Who knows how the court will rule this time. It’s possible – this is speculation – that the court would strike down the existing law but give Parliament a long time to write something new, thereby punting the matter to the political court, where it should be.
Whatever they’re worth, polls now show that a majority of Canadians do not think those who assist a terminally ill person to die should be criminally charged. However, since 1991, nine parliamentary efforts to change the law have failed.
Meanwhile, several U.S. states have adopted physician-assisted suicide policies, beginning with Oregon’s Death with Dignity Act, enacted in 1997. Of perhaps some significance for Canada, courts in other states – Georgia, Minnesota, Arizona and Connecticut – have decided that the matter is best left for the legislatures, which is perhaps what the Canadian Supreme Court might eventually say, directly or indirectly.
The Benelux countries and Switzerland have all passed legislation containing variations on the conditions in Quebec’s legislation, including that patients would need to be suffering from an incurable illness, be in constant and unbearable pain, and that the request for death be taken note of by a physician and approved by a hospital’s medical team. Lest anyone think such legislation leads to a surge of assisted-suicide deaths: In the Netherlands, less than 0.2 per cent of all deaths occur in this fashion.
The federal Liberals passed a resolution at their policy convention in February in favour of decriminalizing physician-assisted death. Policy resolutions don’t all wind up in the party’s electoral platform, but if Liberal Leader Justin Trudeau were a prudent reformer, he would at the very least favour a parliamentary committee to examine the issue, as was done in Quebec.
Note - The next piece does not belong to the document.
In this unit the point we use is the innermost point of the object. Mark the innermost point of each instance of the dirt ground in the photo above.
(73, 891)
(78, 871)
He could go one step further and commit his party to changing the law, subject to extensive consultation about how.
Quebec was wise to make the legislative vote a free one. This issue, now at the margins of politics, knows no partisan boundaries. In Quebec and across Canada, physicians are conflicted about the practice of assisting in death. In Quebec, 22 MNAs, including 10 cabinet ministers, voted against the law that the majority favoured. The debate was prolonged and serious, and eventually garnered support across the spectrum. It was a model for what should happen federally.